Design With a Twist

Architect Arthur Erickson and design firm Yabu Pushelberg reinvent luxury hotels for the West with a curving, sensuous Ritz-Carlton tower.










ne afternoon in 1950
, writer E.B. White came upon a disturbing sight on New York’s 47th Street: piles of discarded furniture in front of the under-renovation Ritz-Carlton. It all looked shabby and rundown without the hotel’s forgiving candlelight. In the New Yorker, he bristled: “The Ritz should be capable of laying bare its interior to the noonday sun.”

In the next few years, it will. The Ritz-Carlton Vancouver, one of several new towers redefining the city’s Olympic-era skyline, will boast interiors by a pair of the world’s most coveted designers, Canadians George Yabu and Glenn Pushelberg. Take their proposed concept for the showers: bathers will be surrounded by glass on all four sides—one of them an exterior wall of the hotel.

Interiors and exteriors are often blurred in the West and the building’s master architect, the legendary Arthur Erickson, has a particular genius for built environments that engage with their surroundings. It’s a marriage made in lotus land: West Coast naturalism with a distinctly metropolitan cheek. (And yes, the one-way glass will thwart peeping toms while allowing guests to study pedestrians as they lather.)

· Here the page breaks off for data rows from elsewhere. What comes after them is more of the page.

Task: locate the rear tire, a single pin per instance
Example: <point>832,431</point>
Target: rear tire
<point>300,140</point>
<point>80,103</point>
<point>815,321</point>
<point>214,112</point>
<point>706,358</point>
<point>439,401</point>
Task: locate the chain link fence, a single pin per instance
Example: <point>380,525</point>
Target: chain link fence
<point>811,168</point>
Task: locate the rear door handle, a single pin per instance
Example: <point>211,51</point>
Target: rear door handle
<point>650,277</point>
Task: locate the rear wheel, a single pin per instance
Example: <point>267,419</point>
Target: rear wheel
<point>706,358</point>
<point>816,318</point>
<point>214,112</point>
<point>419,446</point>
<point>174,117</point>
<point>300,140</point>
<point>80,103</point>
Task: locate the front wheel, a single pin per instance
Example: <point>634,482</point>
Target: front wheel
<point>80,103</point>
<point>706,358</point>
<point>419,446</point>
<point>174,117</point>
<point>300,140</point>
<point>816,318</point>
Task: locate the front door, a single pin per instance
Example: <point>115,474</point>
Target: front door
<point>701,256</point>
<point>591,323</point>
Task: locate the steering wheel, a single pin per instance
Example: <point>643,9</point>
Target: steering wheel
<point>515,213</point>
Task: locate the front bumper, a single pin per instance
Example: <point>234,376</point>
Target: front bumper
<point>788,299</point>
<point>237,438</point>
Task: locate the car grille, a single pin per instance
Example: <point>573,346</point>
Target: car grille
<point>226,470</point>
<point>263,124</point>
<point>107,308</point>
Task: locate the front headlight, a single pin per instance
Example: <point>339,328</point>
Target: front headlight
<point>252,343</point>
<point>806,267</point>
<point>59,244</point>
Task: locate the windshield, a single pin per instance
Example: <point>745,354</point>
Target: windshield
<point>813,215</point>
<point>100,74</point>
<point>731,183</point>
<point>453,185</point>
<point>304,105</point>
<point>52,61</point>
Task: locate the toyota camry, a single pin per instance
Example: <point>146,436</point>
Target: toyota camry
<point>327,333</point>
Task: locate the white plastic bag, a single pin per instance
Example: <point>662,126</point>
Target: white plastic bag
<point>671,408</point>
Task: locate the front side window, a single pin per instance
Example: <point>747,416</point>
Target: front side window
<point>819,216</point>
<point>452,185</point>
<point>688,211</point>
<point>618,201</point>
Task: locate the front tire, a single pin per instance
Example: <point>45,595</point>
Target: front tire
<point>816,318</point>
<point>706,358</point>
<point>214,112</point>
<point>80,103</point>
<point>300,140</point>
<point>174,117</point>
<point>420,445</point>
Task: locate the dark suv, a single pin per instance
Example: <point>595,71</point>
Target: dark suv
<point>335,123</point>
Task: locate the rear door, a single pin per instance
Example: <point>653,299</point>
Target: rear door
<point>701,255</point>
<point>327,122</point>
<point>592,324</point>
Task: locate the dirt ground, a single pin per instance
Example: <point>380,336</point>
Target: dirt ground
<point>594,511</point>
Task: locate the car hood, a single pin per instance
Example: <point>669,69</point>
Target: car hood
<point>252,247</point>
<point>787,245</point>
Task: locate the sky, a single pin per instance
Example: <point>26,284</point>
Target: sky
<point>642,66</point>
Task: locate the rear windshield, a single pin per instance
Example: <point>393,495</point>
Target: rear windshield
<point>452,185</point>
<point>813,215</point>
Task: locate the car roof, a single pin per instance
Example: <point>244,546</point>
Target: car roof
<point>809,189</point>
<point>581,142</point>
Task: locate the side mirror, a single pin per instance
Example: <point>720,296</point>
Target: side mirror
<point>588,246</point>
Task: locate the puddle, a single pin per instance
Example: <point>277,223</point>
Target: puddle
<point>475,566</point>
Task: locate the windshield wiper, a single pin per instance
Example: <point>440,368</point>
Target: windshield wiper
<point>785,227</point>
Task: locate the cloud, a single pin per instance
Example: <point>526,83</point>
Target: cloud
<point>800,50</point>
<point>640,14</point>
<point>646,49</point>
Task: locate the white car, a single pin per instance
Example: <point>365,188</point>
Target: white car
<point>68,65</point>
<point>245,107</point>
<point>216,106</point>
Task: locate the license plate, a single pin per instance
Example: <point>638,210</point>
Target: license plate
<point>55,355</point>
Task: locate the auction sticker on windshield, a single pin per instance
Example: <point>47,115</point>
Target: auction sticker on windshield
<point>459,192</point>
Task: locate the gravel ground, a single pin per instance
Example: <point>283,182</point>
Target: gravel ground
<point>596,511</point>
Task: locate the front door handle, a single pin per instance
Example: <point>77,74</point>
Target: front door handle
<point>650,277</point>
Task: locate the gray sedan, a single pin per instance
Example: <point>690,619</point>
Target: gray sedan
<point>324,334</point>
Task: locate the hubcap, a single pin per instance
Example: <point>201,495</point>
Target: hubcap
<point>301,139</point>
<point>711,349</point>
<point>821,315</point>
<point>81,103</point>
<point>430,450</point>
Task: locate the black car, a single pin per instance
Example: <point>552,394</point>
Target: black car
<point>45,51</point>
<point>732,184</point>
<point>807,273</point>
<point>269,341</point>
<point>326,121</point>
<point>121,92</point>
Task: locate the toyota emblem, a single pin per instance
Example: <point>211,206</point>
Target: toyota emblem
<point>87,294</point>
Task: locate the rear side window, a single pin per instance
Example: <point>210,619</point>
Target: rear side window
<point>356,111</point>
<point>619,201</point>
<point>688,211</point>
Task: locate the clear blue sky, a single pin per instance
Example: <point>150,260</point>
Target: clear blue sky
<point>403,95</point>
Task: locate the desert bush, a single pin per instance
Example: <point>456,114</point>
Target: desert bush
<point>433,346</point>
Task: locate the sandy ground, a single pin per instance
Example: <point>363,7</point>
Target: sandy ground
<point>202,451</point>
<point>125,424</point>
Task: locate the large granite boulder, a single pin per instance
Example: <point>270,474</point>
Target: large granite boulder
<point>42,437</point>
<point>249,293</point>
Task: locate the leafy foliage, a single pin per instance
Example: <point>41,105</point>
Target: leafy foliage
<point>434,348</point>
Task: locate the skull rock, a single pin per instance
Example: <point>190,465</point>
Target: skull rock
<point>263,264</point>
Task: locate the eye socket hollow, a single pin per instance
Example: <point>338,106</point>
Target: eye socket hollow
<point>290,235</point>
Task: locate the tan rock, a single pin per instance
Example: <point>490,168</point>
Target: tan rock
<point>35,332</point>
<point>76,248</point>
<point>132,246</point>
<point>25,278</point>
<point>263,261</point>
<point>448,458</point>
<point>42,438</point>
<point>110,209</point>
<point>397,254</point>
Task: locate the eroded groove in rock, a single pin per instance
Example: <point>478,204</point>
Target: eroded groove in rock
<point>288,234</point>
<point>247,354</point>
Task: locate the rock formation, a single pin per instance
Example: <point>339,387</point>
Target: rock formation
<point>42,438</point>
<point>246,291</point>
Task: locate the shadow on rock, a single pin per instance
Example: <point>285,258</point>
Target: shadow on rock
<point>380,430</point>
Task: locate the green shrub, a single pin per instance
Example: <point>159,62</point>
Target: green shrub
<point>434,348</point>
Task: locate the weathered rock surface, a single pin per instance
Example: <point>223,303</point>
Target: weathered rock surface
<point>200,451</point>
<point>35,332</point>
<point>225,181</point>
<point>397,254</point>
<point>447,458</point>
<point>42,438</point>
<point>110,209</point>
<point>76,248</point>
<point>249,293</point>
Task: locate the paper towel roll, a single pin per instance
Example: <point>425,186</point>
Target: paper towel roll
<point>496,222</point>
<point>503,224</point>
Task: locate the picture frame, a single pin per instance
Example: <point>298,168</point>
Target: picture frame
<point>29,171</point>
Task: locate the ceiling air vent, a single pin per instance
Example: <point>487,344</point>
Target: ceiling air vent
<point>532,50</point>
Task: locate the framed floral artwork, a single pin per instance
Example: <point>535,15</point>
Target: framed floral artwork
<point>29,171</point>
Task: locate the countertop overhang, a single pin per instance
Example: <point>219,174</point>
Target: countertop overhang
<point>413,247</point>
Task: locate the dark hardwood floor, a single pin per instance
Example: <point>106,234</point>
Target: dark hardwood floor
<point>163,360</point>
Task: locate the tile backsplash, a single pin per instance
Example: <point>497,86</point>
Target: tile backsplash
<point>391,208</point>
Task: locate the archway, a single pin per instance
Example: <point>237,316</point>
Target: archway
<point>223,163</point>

“We’re going for the ‘Wow’ factor,” said an immaculately dressed George Yabu, on a whirlwind pass through Vancouver this past spring. “Canada can be so conservative but when I come out West I feel I can breathe again—it’s all about the view.” Yet the team resists fixating on any one local sensibility. “Canadians do tend to think regionally,” said Glenn Pushelberg, yet what the Ritz and its attendant glamour calls for is a re-imagining of the region as a global player.

The world, after all, is Yabu Pushelberg’s design playground. They’ve already completed the Four Seasons in Tokyo and the W Hotel at Times Square in New York, along with the acclaimed Hazelton in Toronto. They have five other Manhattan hotel projects for various clients on the go. “If they want us,” Pushelberg quips, “they have to deal with sharing us.”

Erickson spotted their promise two decades ago, shopping at Vancouver boutique Leone, which was designed by the then-unknown team. From that point on, Erickson saw them as frontrunners in their field. The Ritz-Carlton collaboration is their first hotel project in Western Canada and signals a certain maturity in this market and a willingness to indulge in brave new styles.

There’s a sensuality to Erickson’s tower, which rises 60 stories in a helical, organic gesture. Because of the building’s twist, each floor offers a different view; each stay will reveal a new landscape through the glass. Yabu Pushelberg’s interiors will be fresh and light but still luxe, without succumbing to the austere modernism that works so well in advertisements and nowhere else.

The tag “world class” has been floating around our cities for years but the proof has now begun to arrive. While it’s unlikely “poor little rich girls” will host debutante parties at the new Ritz as they did in 1950s New York, this kingpin of hotels will fill with a distinctly Western and simultaneously global energy. Yabu, Pushelberg, and Erickson have laid the foundation.